Milton Ribeiro: Tô bem. As coisas estão caminhando. A única coisa meio… hoje o presidente me ligou… ele tá com um pressentimento, novamente, que eles podem querer atingi-lo através de mim, sabe? É que eu tenho mandado versículos pra ele, né?
Filha: Ah! Ele quer que você pare de mandar mensagens?
Milton Ribeiro: Não! não é isso… ele acha que vão fazer uma busca e apreensão… em casa… sabe… é… é muito triste. Bom! Isso pode acontecer, né? Se houver indícios né… mas, não há por que… meu Deus.
A filha tenta acalmá-lo e faz um alerta
Filha: Ah, pai! Não… essa voz não é definitiva… eu não sei se ele tem alguma informação. Eu tô te ligando no meu… Eu tô te ligando no celular normal, viu pai?
Milton Ribeiro, então, se apressa em encerrar a conversa: “Ah é? Ah, então depois a gente se fala então! Tá?
Os dois chegam a se despedir, mas a conversa continua por mais alguns minutos e Milton Ribeiro volta falar da conversa com o presidente Jair Bolsonaro.
Milton Ribeiro: Pressentimento… ele falava em pressentimento e tal… ele estava viajando para os estados unidos.
No relatório da Polícia Federal, os investigadores lembram que, no dia 9 de junho, o presidente Jair Bolsonaro desembarcou em Los Angeles, nos Estados Unidos, para participar da Cúpula das Américas.
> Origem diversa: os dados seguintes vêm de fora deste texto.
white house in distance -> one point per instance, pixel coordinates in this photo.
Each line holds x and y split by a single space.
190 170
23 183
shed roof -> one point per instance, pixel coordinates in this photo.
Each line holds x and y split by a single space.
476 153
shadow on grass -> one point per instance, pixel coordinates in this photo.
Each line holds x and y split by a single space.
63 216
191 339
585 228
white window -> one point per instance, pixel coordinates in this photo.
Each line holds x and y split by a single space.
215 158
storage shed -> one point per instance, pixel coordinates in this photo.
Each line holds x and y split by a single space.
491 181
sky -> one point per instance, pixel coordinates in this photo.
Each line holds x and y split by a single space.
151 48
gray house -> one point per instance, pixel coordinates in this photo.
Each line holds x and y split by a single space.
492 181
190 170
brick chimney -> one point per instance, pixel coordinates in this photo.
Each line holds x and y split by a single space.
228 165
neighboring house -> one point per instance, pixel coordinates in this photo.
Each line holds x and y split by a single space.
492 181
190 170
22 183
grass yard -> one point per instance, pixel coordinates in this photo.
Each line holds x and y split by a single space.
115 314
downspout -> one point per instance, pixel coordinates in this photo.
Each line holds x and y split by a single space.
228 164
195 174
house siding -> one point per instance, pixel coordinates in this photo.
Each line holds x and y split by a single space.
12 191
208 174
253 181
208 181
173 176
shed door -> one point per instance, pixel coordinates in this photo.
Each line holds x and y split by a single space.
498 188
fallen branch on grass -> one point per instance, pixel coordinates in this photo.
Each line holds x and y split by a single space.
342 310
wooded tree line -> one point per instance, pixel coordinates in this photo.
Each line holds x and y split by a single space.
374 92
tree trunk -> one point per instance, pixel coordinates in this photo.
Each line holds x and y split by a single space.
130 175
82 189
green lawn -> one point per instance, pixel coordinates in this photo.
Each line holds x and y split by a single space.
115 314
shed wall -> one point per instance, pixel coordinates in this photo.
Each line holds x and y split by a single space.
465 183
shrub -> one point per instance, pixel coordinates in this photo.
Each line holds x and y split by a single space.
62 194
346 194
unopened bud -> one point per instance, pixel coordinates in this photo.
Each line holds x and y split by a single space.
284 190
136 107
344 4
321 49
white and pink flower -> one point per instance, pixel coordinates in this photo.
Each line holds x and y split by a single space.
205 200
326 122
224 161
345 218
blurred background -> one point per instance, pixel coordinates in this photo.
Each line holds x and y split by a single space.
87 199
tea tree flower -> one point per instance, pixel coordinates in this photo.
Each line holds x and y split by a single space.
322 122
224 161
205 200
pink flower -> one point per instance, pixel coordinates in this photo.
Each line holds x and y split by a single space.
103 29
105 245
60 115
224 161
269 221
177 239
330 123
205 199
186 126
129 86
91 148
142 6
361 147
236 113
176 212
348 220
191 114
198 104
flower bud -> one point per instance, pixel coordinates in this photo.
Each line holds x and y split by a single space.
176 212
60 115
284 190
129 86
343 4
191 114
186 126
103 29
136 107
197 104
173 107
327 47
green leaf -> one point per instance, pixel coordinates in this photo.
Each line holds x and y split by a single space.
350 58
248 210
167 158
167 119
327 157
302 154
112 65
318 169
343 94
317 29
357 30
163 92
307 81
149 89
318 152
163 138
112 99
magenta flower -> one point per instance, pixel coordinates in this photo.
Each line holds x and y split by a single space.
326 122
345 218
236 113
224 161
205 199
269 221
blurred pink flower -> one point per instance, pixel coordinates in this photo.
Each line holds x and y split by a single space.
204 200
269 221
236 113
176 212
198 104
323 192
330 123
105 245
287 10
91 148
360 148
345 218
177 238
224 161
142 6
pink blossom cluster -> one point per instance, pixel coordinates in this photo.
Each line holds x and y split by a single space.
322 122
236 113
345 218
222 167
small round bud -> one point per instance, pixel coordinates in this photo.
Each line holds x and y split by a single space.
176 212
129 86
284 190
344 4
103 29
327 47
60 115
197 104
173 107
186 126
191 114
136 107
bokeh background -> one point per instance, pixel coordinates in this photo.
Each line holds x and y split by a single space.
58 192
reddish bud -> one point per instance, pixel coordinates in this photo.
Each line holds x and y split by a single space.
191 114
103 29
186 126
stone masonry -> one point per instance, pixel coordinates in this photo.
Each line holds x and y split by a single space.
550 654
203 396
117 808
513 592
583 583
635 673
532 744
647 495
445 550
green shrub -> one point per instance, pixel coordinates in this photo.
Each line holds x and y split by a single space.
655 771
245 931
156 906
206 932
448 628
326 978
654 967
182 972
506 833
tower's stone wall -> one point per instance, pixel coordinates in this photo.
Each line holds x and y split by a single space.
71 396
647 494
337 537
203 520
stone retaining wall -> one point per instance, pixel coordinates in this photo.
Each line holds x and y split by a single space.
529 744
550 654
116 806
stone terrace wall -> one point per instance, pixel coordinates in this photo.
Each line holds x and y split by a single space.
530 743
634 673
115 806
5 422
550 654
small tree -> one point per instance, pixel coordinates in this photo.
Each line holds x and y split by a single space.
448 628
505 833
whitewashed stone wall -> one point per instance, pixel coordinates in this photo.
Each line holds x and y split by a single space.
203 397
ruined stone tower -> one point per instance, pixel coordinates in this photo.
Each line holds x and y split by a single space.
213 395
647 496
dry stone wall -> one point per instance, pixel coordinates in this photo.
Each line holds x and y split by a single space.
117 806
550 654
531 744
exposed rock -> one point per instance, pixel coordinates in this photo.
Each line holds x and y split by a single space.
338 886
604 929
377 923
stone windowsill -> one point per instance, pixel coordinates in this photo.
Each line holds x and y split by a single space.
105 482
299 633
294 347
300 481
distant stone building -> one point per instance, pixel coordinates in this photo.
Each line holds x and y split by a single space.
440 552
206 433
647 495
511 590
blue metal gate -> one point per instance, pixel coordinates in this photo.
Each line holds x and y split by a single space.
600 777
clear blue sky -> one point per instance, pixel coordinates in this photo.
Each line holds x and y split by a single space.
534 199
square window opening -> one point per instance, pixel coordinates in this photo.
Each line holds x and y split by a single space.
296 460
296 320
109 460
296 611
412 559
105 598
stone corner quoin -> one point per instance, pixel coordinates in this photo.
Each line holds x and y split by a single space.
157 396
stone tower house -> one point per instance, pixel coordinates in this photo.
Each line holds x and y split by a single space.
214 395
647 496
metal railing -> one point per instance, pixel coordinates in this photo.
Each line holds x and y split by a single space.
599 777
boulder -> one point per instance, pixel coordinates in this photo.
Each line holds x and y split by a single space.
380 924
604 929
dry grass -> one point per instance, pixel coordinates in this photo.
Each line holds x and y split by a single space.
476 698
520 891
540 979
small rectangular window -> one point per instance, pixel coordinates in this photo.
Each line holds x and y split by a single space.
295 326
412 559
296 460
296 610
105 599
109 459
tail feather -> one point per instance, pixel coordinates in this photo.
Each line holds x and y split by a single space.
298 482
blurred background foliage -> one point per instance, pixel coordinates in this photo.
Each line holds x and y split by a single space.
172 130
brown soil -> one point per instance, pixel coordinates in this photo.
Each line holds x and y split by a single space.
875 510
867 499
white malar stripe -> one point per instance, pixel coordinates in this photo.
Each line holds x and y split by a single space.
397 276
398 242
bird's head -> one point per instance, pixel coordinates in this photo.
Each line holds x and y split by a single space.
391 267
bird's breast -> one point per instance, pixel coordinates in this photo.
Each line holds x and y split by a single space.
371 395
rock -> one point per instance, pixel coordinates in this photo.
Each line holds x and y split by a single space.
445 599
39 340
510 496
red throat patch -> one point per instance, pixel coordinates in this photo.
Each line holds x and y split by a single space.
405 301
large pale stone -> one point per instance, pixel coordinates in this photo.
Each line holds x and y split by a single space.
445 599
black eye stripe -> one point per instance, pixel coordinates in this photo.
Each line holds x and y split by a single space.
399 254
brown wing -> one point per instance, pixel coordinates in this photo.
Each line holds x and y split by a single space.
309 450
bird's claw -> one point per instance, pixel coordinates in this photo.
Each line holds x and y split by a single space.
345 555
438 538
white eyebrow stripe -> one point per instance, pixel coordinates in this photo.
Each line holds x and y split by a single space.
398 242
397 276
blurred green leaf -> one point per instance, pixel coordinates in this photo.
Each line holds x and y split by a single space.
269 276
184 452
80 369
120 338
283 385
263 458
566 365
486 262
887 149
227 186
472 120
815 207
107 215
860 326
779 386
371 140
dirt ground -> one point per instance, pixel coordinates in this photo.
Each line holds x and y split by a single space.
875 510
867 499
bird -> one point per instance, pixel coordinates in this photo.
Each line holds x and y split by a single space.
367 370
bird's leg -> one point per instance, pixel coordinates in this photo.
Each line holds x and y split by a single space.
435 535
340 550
Já no fim da conversa, a filha volta a pedir calma.
Filha: É, pai! A gente não tem nada a esconder… então…
Milton Ribeiro: Não mesmo.
A filha brinca com a possibilidade de o pai ser alvo de buscas.
Filha: Então… (risos) e boa sorte pra quem quiser fazer uma busca lá no 21 (risos).
Milton: (ininteligível) Eu fico pensando…
Filha: Ai meu Deus (risos). Não dá nem pra entrar naquele apartamento.
Os investigadores afirmam que não encontraram registros que confirmem a conversa narrada por Milton Ribeiro à filha. Os policiais dizem acreditar que o diálogo entre o ex-ministro da Educação e o presidente Jair Bolsonaro tenha ocorrido por meio de aplicativos de conversas que não podem ser interceptados.
A Polícia Federal diz que esta hipótese é fortalecida pelo diálogo entre Milton e sua filha, quando, informado por ela de que estariam conversando em uma chamada “normal” e imediatamente começam a se despedir.
A manifestação do Ministério Público também cita “indícios de interferência” na investigação da Polícia Federal “quando do tratamento possivelmente privilegiado que recebeu o investigado Milton Ribeiro, o qual não foi conduzido ao Distrito Federal (não havendo sido tampouco levado a qualquer unidade penitenciária) para que pudesse ser pessoalmente interrogado pela autoridade policial”.
O procurador diz que “a ausência de Milton Ribeiro perante a autoridade policial foi prejudicial ao livre desenvolvimento das investigações em curso, além de ferir a isonomia que deve existir no tratamento de todos os investigados”.